NINCH guide home interview table of contents previous interview next interview
HATII interviewed Elizabeth Roderick, Director of the Digital Library Program at the Library of Virginia, on September 26 2000. The Program was initiated in 1995, by the Library’s Collection Management Services department, in an effort to preserve, digitize and enable access to important archival and library collections. Through digitization, the materials held by the Library are therefore integrated into an accessible research environment. The project is responsible for the digitization of 2.2 million original documents, as well as the creation of eighty searchable databases, indexes and finding aids. Items of historical and cultural significance can thereby reach a wider audience, both in terms of educational usage and public access.
The Library of Virginia’s (LVA) digitization strategy developed alongside the growth of the web, the availability of web-based interfaces to bibliographic databases, and the development of the MARC 856 field. These developments coalesced around 1994/95 with LVA pilot projects, available finances and capital for equipment.
The project conducted an informal collection survey that interviewed staff members and convened ad hoc groups from within the library to brainstorm about the collections. This survey involved people from all branches of the Library and developed a shortlist of projects in the Library and archives. The biggest obstacle to overcome in carrying out the collection survey was the uncertainty that it prompted. If the project were to conduct a survey now it would make it more formalized, and would disseminate information more widely (because some staff felt excluded or did not understand the objectives).
The collection survey was used to establish priorities for digitization. The project director, who had worked towards a consensus and was free of political considerations, established these priorities in consultation with appropriate managers. The priorities were not formalized in a strategic policy statement but practicability was the biggest factor involved. The project director will develop a formalized policy in the next twelve months.

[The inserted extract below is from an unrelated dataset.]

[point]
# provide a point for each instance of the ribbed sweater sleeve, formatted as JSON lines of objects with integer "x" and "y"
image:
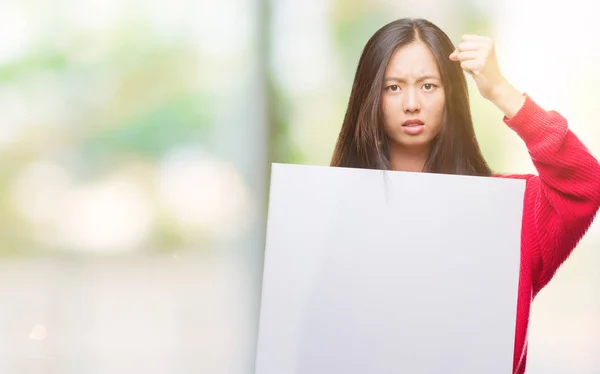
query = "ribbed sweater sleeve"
{"x": 564, "y": 196}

One of the objectives this policy sought to achieve was to establish some sort of institutional memory - a framework that would ensure that all staff would work towards a common goal. Another objective was one of validation for the Digital Library Program itself, in that it should be consultative and not ad hoc. The project believes that it has been successful in meeting these objectives. The recommendations the project would make to other organizations that are attempting to formalize their selection criteria are: to make sure there is one person in ultimate charge; to be clear about the institution’s mission and its primary customers; to gain support from higher administration; to make detailed documentation; to talk to collection experts; and to minimize open-ended or unresolved questions that will produce repercussions.
Obstacles to planning the development and building of the digital deliverables have included staff members who were uncomfortable with the project and were slow to support it, along with apprehension on the part of the library’s small technology staff at the time.

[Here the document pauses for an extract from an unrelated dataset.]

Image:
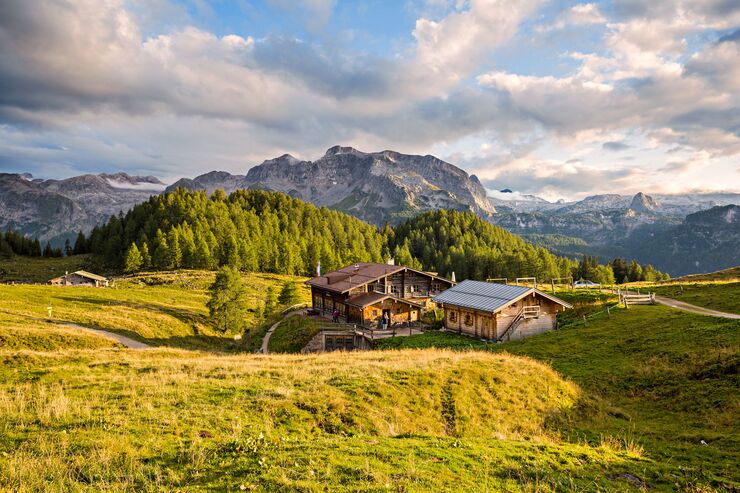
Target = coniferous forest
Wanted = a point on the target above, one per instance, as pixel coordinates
(261, 231)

The criteria that have guided the project in selecting and prioritizing materials for digitization are: intellectual property rights (IPR); teaching and learning potential; conservation; historical and cultural value; research significance; provision of user services; enhanced access; research into digitization strategies; preservation; labor cost reduction; potential to reach disadvantaged groups; and infrastructure cost reductions. Of these, meeting user needs, especially on high use materials, has been top priority. The project is not a preservation strategy; material is microfilmed first and nothing is discarded. This saves cost in terms of delivery. The priority is then practical feasibility (such as housing and storage conditions). These criteria and their priority have not changed over time.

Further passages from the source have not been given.